Recently, while reading “Supernatural Power for Everyday People,” by Jared C. Wilson, I was intrigued by the concept of “margin.”
The definition of margin is “to provide with an edge or border.” So, what does it look like to live a life with margin?
Many of us live margin-less lives, filled to the brim with social commitments, sports practices, bible studies, credit card payments, screen time, family gatherings, rushed conversations, lack of expectations, on-the-go lifestyles and mindsets, and so much more. Sound familiar? Of course, there’s nothing inherently wrong with many of the things that fill up our margins. I’ll be the first one to admit my tendency to live in a margin-less world. But, when these good, or sometimes bad time-occupiers reduce or delete all the margin in our lives, we’re left feeling overwhelmed, scatter-brained, physically and mentally exhausted, irritable and impatient, stressed, and rushed. I don’t know about you, but that’s not the kind of life I want to live.
Truth is, our society lives in an on-the-go mindset, always moving from one thing to the next. Take a look around and it won’t take long to see: angry drivers halted in traffic, annoyed pouts waiting in long checkout lines, double-booked calendars, drivers simultaneously eating, texting, and putting on mascara, and it doesn’t stop there. So, what would the world look like if we all created a little margin in our lives? The kind of margin that allows us to enjoy a freshly cooked dinners together as a family, dive deep into un-rushed conversations, intentionally meet one another’s needs, seek out new adventures and experiences, value the importance reading and education ourselves.
Despite the lack of margin in our world, there are endless ways to create it in our lives. It might look a little different for everyone, but today I’m sharing just 5 ways I’ve decided to create margin in my own life, in the hopes you’ll join me!
- Learn to say “no.” By saying “no,” you are saying “yes” to margin and, essentially, more wiggle room in your life. For me, sometimes saying “no” equates to much-needed sleep, prioritizing my health, spending quality time with Blake, or wallowing in my Bible reading just little bit longer. When saying “yes” to too much, you aren’t able to give 100% to everything and you certainly can’t give your best. As Lysa Terkheurst explains in her book, “The Best Yes,” sometimes you have to answer with “no” a few times in order to give your best “yes.”
- Limit screen time. In today’s world, it is far too easy to be distracted by screens- television, computers, phones, iPads, etc. Sure, they’re necessary for work, school, and daily tasks. But, did you know that according to The Nielsen Total Audience Report, the average American spends 11 hours interacting with some type of media platform per day? That’s certainly more hours than necessary for work purposes. Actually, that means we’re staring straight into screens more than the eyes of our loved ones! Have you ever been distracted scrolling through Instagram and before you know it an hour has passed by without achieving anything productive, much less interacting with other humans? I certainly have. By choosing to put down the screens more, I’m opting to use my time more efficiently, and as a result, creating more margin in my life.
- Make a plan.

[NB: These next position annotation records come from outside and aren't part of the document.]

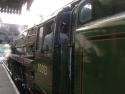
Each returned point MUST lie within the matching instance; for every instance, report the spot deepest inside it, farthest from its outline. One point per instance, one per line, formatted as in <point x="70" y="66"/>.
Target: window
<point x="40" y="42"/>
<point x="85" y="12"/>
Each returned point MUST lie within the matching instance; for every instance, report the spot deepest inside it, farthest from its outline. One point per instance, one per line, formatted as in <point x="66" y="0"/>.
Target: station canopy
<point x="14" y="6"/>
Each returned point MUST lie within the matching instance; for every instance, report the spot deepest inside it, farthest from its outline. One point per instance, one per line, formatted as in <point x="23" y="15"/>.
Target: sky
<point x="38" y="8"/>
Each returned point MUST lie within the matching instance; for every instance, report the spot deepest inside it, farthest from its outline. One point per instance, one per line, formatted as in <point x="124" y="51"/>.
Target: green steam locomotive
<point x="80" y="50"/>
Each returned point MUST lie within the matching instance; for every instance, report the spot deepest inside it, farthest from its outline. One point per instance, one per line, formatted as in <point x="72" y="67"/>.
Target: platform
<point x="7" y="86"/>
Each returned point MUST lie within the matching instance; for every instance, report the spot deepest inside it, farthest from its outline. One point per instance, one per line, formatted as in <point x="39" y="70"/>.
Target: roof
<point x="14" y="6"/>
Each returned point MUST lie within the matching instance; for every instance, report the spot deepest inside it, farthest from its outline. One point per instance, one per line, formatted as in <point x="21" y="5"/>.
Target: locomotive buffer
<point x="7" y="86"/>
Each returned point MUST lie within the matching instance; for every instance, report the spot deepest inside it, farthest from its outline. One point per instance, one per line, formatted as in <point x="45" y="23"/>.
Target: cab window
<point x="85" y="13"/>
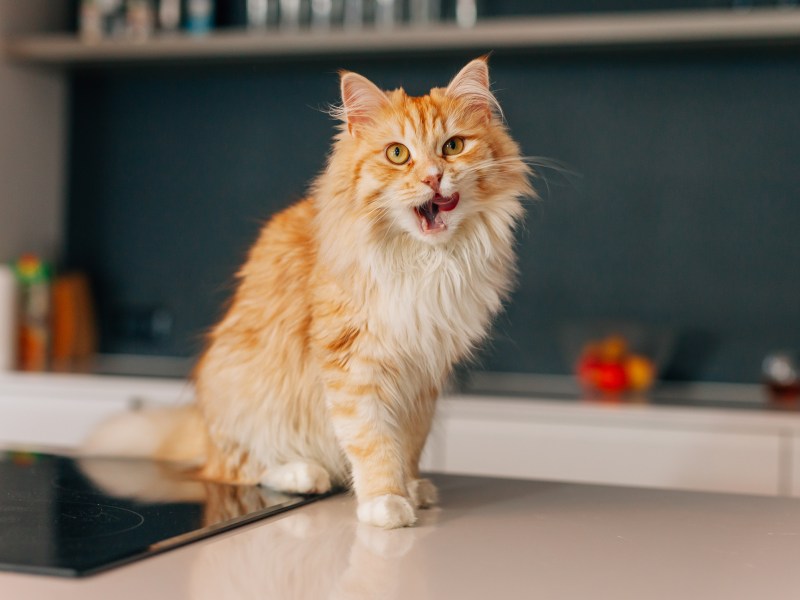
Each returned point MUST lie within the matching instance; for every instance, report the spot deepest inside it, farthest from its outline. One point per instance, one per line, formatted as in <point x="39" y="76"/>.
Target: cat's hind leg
<point x="298" y="477"/>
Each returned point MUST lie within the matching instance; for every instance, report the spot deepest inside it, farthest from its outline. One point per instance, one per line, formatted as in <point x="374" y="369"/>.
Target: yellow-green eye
<point x="453" y="146"/>
<point x="398" y="154"/>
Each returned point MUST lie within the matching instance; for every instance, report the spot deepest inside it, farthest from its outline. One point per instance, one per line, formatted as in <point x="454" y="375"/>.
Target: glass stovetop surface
<point x="74" y="517"/>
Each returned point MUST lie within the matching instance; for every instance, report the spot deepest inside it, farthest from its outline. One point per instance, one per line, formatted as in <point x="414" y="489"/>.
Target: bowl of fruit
<point x="617" y="358"/>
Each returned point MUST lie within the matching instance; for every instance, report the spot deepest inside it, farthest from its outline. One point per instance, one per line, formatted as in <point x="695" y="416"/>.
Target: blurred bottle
<point x="291" y="14"/>
<point x="8" y="318"/>
<point x="466" y="13"/>
<point x="98" y="19"/>
<point x="199" y="16"/>
<point x="141" y="19"/>
<point x="33" y="276"/>
<point x="388" y="13"/>
<point x="353" y="14"/>
<point x="425" y="12"/>
<point x="169" y="15"/>
<point x="321" y="14"/>
<point x="781" y="375"/>
<point x="261" y="13"/>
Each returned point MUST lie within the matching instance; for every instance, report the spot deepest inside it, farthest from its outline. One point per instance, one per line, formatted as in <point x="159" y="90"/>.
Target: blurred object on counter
<point x="322" y="14"/>
<point x="388" y="13"/>
<point x="262" y="13"/>
<point x="353" y="14"/>
<point x="169" y="15"/>
<point x="782" y="378"/>
<point x="101" y="18"/>
<point x="291" y="14"/>
<point x="34" y="277"/>
<point x="141" y="19"/>
<point x="9" y="292"/>
<point x="199" y="16"/>
<point x="74" y="332"/>
<point x="466" y="13"/>
<point x="425" y="12"/>
<point x="616" y="358"/>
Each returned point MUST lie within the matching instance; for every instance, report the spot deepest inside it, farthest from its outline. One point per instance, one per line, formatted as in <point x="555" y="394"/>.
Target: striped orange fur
<point x="353" y="306"/>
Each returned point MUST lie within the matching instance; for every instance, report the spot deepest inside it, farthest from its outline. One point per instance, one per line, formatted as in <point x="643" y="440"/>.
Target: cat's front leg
<point x="371" y="439"/>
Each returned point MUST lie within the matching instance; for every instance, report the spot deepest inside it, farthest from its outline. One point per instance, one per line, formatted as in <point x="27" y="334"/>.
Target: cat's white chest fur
<point x="434" y="305"/>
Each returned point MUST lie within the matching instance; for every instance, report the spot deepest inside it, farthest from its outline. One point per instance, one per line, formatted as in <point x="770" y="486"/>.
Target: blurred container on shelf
<point x="9" y="292"/>
<point x="388" y="13"/>
<point x="140" y="19"/>
<point x="262" y="14"/>
<point x="425" y="12"/>
<point x="34" y="278"/>
<point x="292" y="14"/>
<point x="169" y="16"/>
<point x="781" y="375"/>
<point x="353" y="17"/>
<point x="325" y="13"/>
<point x="74" y="330"/>
<point x="99" y="19"/>
<point x="466" y="13"/>
<point x="200" y="16"/>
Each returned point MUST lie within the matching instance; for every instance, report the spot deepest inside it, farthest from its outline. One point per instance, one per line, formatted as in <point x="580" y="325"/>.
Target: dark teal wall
<point x="684" y="209"/>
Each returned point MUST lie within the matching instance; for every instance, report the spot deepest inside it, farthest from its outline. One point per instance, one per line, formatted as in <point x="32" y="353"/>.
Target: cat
<point x="355" y="303"/>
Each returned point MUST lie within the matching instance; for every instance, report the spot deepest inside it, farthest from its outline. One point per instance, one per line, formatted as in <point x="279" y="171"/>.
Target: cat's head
<point x="424" y="166"/>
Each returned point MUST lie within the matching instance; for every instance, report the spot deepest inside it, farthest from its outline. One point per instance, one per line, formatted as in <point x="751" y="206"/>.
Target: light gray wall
<point x="32" y="144"/>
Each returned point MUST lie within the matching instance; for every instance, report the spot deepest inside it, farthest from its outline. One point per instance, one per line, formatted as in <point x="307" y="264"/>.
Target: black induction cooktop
<point x="75" y="517"/>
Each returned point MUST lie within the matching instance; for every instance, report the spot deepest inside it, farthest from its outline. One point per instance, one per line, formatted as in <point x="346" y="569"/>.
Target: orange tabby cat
<point x="355" y="303"/>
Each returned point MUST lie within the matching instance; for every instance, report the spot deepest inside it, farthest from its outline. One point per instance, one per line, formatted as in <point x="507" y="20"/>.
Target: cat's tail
<point x="175" y="434"/>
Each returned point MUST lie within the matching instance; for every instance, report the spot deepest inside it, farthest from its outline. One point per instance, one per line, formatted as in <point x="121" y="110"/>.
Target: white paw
<point x="423" y="493"/>
<point x="387" y="511"/>
<point x="298" y="478"/>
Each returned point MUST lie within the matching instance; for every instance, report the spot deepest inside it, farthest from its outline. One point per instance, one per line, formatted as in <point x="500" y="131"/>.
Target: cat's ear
<point x="472" y="86"/>
<point x="362" y="100"/>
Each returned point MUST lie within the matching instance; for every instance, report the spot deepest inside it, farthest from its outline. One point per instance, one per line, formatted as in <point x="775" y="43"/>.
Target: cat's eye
<point x="398" y="154"/>
<point x="453" y="146"/>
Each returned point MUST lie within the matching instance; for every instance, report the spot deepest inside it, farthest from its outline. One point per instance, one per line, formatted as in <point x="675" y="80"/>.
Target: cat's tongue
<point x="430" y="213"/>
<point x="446" y="203"/>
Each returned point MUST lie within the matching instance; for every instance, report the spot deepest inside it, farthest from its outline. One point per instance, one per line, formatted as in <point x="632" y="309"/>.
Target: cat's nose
<point x="433" y="180"/>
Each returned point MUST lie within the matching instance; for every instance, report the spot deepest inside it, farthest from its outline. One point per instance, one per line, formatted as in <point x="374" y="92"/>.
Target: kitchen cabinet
<point x="654" y="451"/>
<point x="570" y="33"/>
<point x="59" y="411"/>
<point x="32" y="138"/>
<point x="491" y="538"/>
<point x="733" y="450"/>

Each week, set aside time to create a schedule and to-do list. By making a plan, you’ll get to know a more organized and productive you. When I use Sunday afternoons to wrap my head around the upcoming week and the “clutter” it will bring, I can confidently say my days are less stressful and more accomplishing. (If you need a good planner, I recommend the Peacock Daily Planner.) By creating a plan for the week, as a whole, and each day, individually, you’re setting yourself up for a successful 7 days.
- Set expectations with yourself and others. Be aware of the time and energy you have to give and don’t be afraid to make boundaries. Referring back to tip #1, it’s necessary to learn to say “no” to prevent spreading yourself too thin. If you’re a people-pleaser like me, it’s so easy to plan too much and become overwhelmed, shrinking any possibility of margin. But when expectations are set and shared, you won’t let down yourself or others. Personally, this often means reserving my Monday and Thursday nights because they are my only free nights for a little R&R. When I break this boundary, the introvert in me feels the consequence of an over-stimulated mind and body.
- Set a budget and stick to it to create financial margin. Most of us live beyond our financial means, living paycheck to paycheck. So when it comes to tithing/giving, we hesitantly give the little bit we have left, if any. Or, we might not give at all, claiming to not have the resources. I know I’ve been there. But, biblically, God wants us to give back to Him first. After all, everything we have is His. When setting a monthly or weekly budget, commit to tithing or giving first, before bills, spending, travel, etc. Recently, through the Lord’s work in our hearts, Blake and I have made a conscience effort to tithe before all other expenses (imperfectly, of course). Although it can be quite intimidating and/or unsettling, I’ve definitely seen it grow our trust in the Lord’s provision, financially and otherwise, in our own lives. And, what could be a better blessing?
While these are the 5 ways I’m personally creating margin, I want to encourage you to pray about the margin (or lack of) in your own life. I am confident that the Lord will reveal to you any and every way He wants to see the margin in your life grow.